Observing that "the difficulty with the achievements of empire is that they are much more likely to be taken for granted than the sins of empire," Ferguson stresses that the British did do much good for humanity in their quest for domination: promotion of the free movement of goods, capital, and labor and a common rule of law and governance chief among them. "The question is not whether British imperialism was without blemish. It was not. The question is whether there could have been a less bloody path to modernity," he writes. The challenge for the U.S., he argues, is for it to use its undisputed power as a force for positive change in the world and not to fall into some of the same traps as the British before them.
Covering a wide range of topics, including the rise of consumerism (initially fueled by a desire for coffee, tea, tobacco, and sugar), the biggest mass migration in history (20 million emigrants between the early 1600s and the 1950s), the impact of missionaries, the triumph of capitalism, the spread of the English language, and globalization, this is a brilliant synthesis of various topics and an extremely entertaining read.
Colossus: The Rise and Fall of the American Empire
"The United States today is an empire—but a peculiar kind of empire," writes Niall Ferguson. Despite overwhelming military, economic, and cultural dominance, America has had a difficult time imposing its will on other nations, mostly because the country is uncomfortable with imperialism and thus unable to use this power most effectively and decisively. The origin of this attitude and its persistence is a principal theme of this thought-provoking book, including how domestic politics affects foreign policy, whether it is politicians worried about the next election or citizens who "like Social Security more than national security." Ferguson, a British historian, has no objection to an American empire, as long as it is a liberal one actively underwriting the free exchange of goods, labor, and capital. Further, he writes that "empire is more necessary in the twenty-first century than ever before" as a means to "contain epidemics, depose tyrants, end local wars and eradicate terrorist organizations." The sooner America embraces this role and acts on it confidently, the better. Ferguson contrasts this persistent anti-imperialistic urge with the attitude held by the British Empire and suggests that America has much to learn from that model if it is to achieve its stated foreign policy objectives of spreading social freedom, democracy, development, and the free market to the world.

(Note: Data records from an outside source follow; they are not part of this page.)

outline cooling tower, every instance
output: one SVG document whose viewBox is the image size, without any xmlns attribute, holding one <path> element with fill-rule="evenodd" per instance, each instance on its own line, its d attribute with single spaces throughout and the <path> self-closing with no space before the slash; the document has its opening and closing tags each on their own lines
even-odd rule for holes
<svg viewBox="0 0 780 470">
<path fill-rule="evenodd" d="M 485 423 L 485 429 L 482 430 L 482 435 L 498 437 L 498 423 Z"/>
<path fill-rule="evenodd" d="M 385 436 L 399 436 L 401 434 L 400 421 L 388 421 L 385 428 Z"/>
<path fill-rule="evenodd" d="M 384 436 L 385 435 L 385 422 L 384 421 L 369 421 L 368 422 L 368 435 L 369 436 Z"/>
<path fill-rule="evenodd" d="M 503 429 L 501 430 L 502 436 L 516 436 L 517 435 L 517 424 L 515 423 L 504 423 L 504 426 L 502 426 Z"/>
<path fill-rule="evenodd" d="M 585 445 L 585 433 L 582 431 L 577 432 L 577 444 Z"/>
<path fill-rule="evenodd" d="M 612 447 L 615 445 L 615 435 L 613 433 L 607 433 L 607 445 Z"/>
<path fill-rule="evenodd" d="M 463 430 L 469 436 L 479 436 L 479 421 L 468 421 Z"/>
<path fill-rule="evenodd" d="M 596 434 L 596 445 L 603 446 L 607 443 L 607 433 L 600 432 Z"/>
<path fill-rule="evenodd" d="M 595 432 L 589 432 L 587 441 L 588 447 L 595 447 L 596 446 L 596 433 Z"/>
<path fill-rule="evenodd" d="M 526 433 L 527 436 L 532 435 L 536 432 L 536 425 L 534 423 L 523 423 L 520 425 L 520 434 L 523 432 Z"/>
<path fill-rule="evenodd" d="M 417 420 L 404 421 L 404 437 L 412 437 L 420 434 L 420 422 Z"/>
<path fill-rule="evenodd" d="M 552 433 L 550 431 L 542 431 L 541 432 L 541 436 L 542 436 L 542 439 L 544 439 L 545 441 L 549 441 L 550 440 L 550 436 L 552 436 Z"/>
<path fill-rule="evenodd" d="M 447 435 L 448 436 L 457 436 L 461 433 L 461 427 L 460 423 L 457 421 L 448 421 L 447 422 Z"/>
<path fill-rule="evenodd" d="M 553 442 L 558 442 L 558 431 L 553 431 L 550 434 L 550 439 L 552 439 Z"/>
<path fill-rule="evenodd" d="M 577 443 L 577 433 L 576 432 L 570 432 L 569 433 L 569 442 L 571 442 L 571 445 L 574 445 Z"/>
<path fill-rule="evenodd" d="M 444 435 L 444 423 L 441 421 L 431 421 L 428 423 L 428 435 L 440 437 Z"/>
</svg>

He suggests that the U.S. must be willing to send money, civilians, and troops for a sustained period of time to troubled spots if there is to be real change—as in Japan and Germany after World War II--an idea that many American citizens and leaders now find repulsive. Rather than devoting limited resources and striving to get complex jobs done in a rush, Americans must be willing to integrate themselves into a foreign culture until a full Americanization has occurred, he writes. Overall, a trenchant examination of a uniquely American dilemma and its implications for the rest of the world.